Texts, Unsent Tweet Suggest Trump’s Inner Circle Planned For Jan. 6 March To Capitol

The House committee investigating the Jan. 6 attack is laying out the case that the day's violence was not simply a spontaneous protest that got out of hand.

WASHINGTON ― Former President Donald Trump knew he wanted to send his supporters to the U.S. Capitol on Jan. 6, 2021, but he didn’t want to broadcast that in advance, according to the House committee investigating the attack on Congress that day.

Trump had previously encouraged his supporters to come to Washington for a protest against his loss in the 2020 presidential election. “Big protest in D.C. on January 6th,” he tweeted on Dec. 19, 2020. “Be there, will be wild!” But prior to Jan. 6, he hadn’t specified a march to the Capitol.

“The president’s own documents suggest the president had decided to call on his supporters to go to the Capitol on January 6, but he chose not to widely announce it until his speech that morning,” committee member Rep.

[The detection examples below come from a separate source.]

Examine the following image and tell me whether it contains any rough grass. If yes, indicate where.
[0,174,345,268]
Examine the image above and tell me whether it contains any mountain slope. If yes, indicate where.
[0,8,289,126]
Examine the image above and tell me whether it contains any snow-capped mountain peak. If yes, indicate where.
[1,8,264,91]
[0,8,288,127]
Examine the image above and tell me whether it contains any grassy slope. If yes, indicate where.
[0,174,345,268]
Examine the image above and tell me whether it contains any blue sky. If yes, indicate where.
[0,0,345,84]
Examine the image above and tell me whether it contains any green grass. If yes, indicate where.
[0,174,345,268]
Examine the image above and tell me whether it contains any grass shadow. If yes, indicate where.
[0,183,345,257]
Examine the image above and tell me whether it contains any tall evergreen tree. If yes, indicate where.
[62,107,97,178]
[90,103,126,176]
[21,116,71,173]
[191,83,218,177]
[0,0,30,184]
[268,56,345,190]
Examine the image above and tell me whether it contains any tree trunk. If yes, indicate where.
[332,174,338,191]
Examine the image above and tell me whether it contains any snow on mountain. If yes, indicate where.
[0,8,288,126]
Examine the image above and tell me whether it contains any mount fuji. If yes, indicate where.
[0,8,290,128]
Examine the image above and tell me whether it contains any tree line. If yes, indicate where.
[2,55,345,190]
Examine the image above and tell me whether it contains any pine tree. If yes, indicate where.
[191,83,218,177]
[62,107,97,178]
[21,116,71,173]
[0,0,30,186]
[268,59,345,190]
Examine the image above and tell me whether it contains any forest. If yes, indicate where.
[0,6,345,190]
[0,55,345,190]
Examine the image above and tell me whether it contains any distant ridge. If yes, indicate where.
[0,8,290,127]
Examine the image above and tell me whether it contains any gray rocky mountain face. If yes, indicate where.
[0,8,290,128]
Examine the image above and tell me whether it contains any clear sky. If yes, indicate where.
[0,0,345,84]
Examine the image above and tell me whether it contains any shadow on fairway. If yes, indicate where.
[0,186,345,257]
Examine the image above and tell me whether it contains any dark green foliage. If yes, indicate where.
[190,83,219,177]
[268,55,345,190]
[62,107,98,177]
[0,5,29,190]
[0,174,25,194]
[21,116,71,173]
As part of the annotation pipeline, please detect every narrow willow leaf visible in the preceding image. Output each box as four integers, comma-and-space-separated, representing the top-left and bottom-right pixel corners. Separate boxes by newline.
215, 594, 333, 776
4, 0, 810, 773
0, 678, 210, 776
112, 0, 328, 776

Stephanie Murphy (D-Fla.) said Tuesday.

Former President Donald Trump had encouraged his supporters to come to Washington for a “wild” protest on Jan. 6, 2021, but he hadn’t specified a march to the Capitol.
Former President Donald Trump had encouraged his supporters to come to Washington for a “wild” protest on Jan. 6, 2021, but he hadn’t specified a march to the Capitol.
Mark Humphrey/Associated Press

The committee obtained an undated, unsent draft tweet from Trump outlining the upcoming day’s events, which he said would start with a speech and then a march to the Capitol, where lawmakers would be certifying the election result. (The committee had previously subpoenaed White House records from the National Archives.)

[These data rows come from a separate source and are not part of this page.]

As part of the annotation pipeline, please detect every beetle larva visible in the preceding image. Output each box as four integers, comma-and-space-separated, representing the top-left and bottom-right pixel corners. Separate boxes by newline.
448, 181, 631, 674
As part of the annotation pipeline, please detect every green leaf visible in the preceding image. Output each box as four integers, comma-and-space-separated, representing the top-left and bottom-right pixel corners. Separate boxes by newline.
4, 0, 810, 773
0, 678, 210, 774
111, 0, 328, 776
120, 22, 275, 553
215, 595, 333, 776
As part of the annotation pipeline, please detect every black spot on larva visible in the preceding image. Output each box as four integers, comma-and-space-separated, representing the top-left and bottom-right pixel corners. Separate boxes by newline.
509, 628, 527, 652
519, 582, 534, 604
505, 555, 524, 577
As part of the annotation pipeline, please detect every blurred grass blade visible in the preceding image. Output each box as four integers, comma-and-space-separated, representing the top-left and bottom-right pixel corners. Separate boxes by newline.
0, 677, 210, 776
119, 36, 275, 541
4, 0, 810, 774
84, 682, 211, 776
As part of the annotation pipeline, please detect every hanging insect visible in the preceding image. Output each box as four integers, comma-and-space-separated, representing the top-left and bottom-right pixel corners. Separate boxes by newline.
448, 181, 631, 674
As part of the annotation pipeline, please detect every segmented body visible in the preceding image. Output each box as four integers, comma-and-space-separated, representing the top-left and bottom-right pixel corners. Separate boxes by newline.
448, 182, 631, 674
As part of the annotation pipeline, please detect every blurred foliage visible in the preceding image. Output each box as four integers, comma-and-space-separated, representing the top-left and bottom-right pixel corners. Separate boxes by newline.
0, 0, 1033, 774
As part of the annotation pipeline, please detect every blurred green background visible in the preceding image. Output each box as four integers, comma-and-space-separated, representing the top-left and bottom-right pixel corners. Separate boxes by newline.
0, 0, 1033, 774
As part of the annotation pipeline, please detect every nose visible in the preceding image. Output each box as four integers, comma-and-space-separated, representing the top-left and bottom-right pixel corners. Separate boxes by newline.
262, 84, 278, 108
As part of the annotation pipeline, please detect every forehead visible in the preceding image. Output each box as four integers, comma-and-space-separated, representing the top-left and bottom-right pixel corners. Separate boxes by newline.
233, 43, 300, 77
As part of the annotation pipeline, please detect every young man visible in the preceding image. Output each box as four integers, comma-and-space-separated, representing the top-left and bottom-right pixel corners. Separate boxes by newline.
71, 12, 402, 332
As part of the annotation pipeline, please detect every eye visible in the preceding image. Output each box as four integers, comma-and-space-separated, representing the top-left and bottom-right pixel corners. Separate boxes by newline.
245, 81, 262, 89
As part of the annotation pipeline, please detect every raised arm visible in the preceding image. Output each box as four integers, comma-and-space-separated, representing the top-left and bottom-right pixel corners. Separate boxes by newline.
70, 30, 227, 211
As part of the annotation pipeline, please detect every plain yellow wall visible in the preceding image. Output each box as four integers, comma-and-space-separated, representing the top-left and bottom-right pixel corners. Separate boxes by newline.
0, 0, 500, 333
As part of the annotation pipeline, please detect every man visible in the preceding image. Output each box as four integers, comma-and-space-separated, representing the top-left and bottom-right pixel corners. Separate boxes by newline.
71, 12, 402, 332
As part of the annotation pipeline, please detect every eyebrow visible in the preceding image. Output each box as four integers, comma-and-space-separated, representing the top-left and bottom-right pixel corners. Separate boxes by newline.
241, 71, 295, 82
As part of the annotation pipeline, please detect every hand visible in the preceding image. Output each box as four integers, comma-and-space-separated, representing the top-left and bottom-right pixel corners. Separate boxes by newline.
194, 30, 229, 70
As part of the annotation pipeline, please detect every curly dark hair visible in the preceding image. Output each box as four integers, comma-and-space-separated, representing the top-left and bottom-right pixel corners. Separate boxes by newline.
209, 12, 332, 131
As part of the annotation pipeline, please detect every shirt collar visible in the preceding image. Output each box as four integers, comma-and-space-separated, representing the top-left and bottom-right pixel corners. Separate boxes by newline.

“I will be making a Big Speech at 10AM on January 6th at the Ellipse (South of the White House),” Trump wrote in an unsent draft tweet obtained by the committee. “Please arrive early, massive crowds expected. March to the Capitol after. Stop the Steal!!”

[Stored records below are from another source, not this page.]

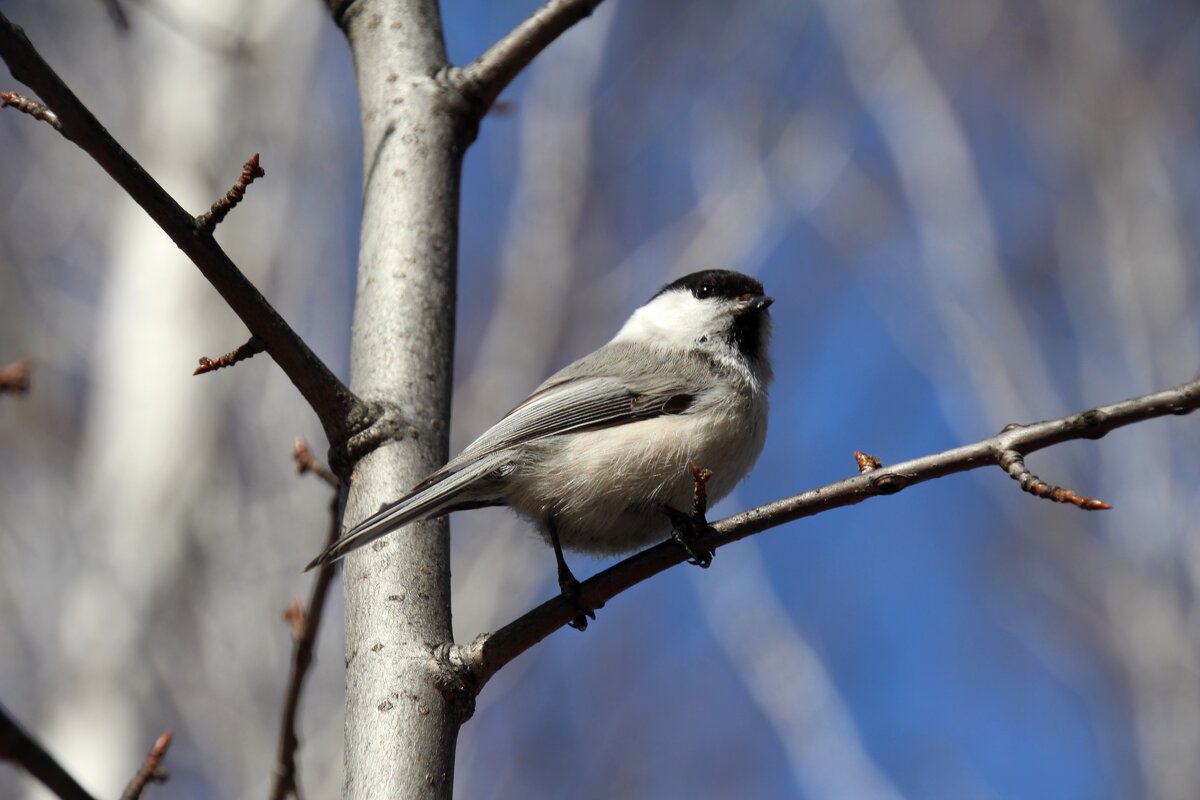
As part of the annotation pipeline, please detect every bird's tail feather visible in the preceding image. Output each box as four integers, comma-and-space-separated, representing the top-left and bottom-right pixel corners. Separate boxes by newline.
305, 453, 504, 572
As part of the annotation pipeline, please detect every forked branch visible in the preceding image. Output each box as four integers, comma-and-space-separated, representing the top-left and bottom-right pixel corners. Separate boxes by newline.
457, 0, 601, 116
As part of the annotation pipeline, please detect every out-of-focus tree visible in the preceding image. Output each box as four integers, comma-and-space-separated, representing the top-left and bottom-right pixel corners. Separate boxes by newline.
0, 0, 1200, 800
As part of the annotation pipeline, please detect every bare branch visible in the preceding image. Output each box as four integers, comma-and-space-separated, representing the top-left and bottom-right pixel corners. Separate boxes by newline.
192, 336, 266, 375
0, 91, 62, 131
458, 0, 601, 118
451, 379, 1200, 688
270, 496, 341, 800
0, 13, 367, 443
121, 730, 172, 800
0, 359, 34, 395
196, 152, 266, 233
292, 437, 340, 489
0, 705, 99, 800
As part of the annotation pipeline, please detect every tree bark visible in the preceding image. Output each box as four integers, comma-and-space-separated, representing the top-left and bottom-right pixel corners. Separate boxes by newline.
338, 0, 465, 798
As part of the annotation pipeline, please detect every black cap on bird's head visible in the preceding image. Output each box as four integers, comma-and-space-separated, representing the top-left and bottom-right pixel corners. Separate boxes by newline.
654, 270, 772, 308
650, 270, 775, 361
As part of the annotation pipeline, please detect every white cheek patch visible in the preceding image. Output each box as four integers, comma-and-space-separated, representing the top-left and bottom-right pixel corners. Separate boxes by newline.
612, 289, 718, 347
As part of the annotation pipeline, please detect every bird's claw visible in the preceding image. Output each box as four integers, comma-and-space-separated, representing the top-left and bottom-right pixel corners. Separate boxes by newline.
662, 506, 714, 570
558, 573, 596, 631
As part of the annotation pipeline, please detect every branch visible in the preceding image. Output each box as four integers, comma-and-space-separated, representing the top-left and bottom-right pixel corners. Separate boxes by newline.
0, 91, 62, 132
192, 336, 266, 375
0, 359, 34, 395
121, 730, 172, 800
0, 13, 365, 443
270, 494, 341, 800
196, 152, 266, 233
450, 379, 1200, 691
458, 0, 601, 118
292, 437, 340, 489
0, 705, 92, 800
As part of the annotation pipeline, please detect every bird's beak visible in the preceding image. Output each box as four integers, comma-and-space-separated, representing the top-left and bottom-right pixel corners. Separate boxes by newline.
742, 294, 775, 314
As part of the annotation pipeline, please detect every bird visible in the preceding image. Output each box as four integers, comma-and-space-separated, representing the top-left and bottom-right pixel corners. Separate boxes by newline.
307, 269, 774, 630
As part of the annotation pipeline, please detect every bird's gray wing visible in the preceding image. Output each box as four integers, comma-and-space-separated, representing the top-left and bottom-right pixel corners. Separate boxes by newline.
427, 378, 695, 480
310, 344, 703, 569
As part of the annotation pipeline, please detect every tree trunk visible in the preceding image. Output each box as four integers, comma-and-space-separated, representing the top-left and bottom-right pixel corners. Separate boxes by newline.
340, 0, 468, 798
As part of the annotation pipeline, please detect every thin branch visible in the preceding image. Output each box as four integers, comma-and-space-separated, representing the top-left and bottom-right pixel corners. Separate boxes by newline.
457, 0, 601, 118
292, 437, 340, 489
1000, 450, 1112, 511
192, 336, 266, 375
196, 152, 266, 233
270, 494, 341, 800
121, 730, 172, 800
449, 379, 1200, 691
0, 705, 92, 800
0, 91, 62, 131
0, 359, 34, 395
0, 13, 367, 443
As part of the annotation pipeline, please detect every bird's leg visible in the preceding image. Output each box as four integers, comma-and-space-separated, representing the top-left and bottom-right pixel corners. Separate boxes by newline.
662, 462, 713, 570
661, 505, 713, 570
546, 519, 596, 631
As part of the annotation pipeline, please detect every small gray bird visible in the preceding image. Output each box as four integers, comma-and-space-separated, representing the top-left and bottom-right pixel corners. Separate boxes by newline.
308, 270, 773, 630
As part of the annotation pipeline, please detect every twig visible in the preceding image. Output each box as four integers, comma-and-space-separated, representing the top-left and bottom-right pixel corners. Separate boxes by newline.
1000, 450, 1112, 511
121, 730, 172, 800
0, 91, 62, 131
192, 336, 266, 375
0, 359, 34, 395
0, 705, 99, 800
0, 13, 362, 443
854, 450, 883, 475
449, 379, 1200, 691
457, 0, 601, 118
196, 152, 266, 233
270, 496, 341, 800
292, 437, 340, 489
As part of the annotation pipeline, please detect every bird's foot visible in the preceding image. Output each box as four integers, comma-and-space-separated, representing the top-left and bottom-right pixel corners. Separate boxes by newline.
558, 570, 596, 631
662, 506, 713, 570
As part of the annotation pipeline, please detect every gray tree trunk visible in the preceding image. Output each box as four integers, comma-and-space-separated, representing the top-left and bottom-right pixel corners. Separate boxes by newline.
341, 0, 466, 798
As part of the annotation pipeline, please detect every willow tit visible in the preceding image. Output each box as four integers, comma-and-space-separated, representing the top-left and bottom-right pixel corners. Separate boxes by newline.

“Although this tweet was never sent, rally organizers were discussing and preparing for the march to the Capitol in the days leading up to January 6,” Murphy said.

Text messages allegedly sent among rally organizers corroborated the idea that Trump’s inner circle had quietly planned for action at the Capitol. On Jan. 4, one unidentified organizer wrote in a text to MyPillow CEO Mike Lindell that “this stays between us” that there would be a march on Congress: “POTUS is just going to call for it, unexpectedly.”

Another text, sent the following day from rally organizer Ali Alexander, said the president is “supposed to order us to the capitol at the end of his speech but we will see.”

Police at the Capitol had expected protesters that day and had surrounded the complex with fences, but they weren’t prepared for the onslaught of Trump supporters who eventually arrived.

In a previous hearing, the House committee heard bombshell testimony from former White House aide Cassidy Hutchinson, who said she heard the president say on Jan. 6 that he didn’t care about police reports that some of his supporters had brought weapons to his speech.

“I don’t f**ing care that they have weapons,” Trump said, according to Hutchinson. “They’re not here to hurt me.”

During his speech at the Ellipse, Trump told the crowd: “We’re going to walk down to the Capitol, and we’re going to cheer on our brave senators and congressmen and women, and we’re probably not going to be cheering so much for some of them.”

From the outset, the committee has argued that the attack on the Capitol was not a protest that got out of control, but an intentional effort to disrupt the certification of the 2020 election and keep Trump in the White House illegitimately. The primary documents displayed in the committee room Tuesday bolstered the committee’s case that Trump was following a plan.

“The evidence confirms this was not a spontaneous call to action, but rather was a deliberate strategy decided upon in advance by the president,” Murphy said.

The committee’s seventh day of testimony centered on Trump’s Dec. 19 tweet ― “Be there, will be wild!” ― arguing that it was the catalyst for organizing violent protests at the Capitol by right-wing extremists.

Committee members also presented testimony from White House lawyers and campaign advisers about a chaotic Dec. 18 meeting where Trump discussed signing an executive order to seize voting machines and making Sidney Powell, a conspiracy theorist and his personal attorney, a White House special counsel. Former White House counsel Pat Cipollone said he pushed back against ideas for further contesting the election after dozens of court challenges had flopped.

Additionally, the committee heard live testimony from Jason Van Tatenhove, a former Oath Keepers spokesperson, and Stephen Ayres, a Trump supporter from Warren, Ohio, who attended the rally at the Ellipse and was later criminally charged with breaching the Capitol.

Ayres said he did not intend to go to the Capitol when he first came to Washington, but that he did so at Trump’s urging.

“The president got everybody riled up, told everybody to head on down,” Ayres said. “So we basically, we just followed what he said.”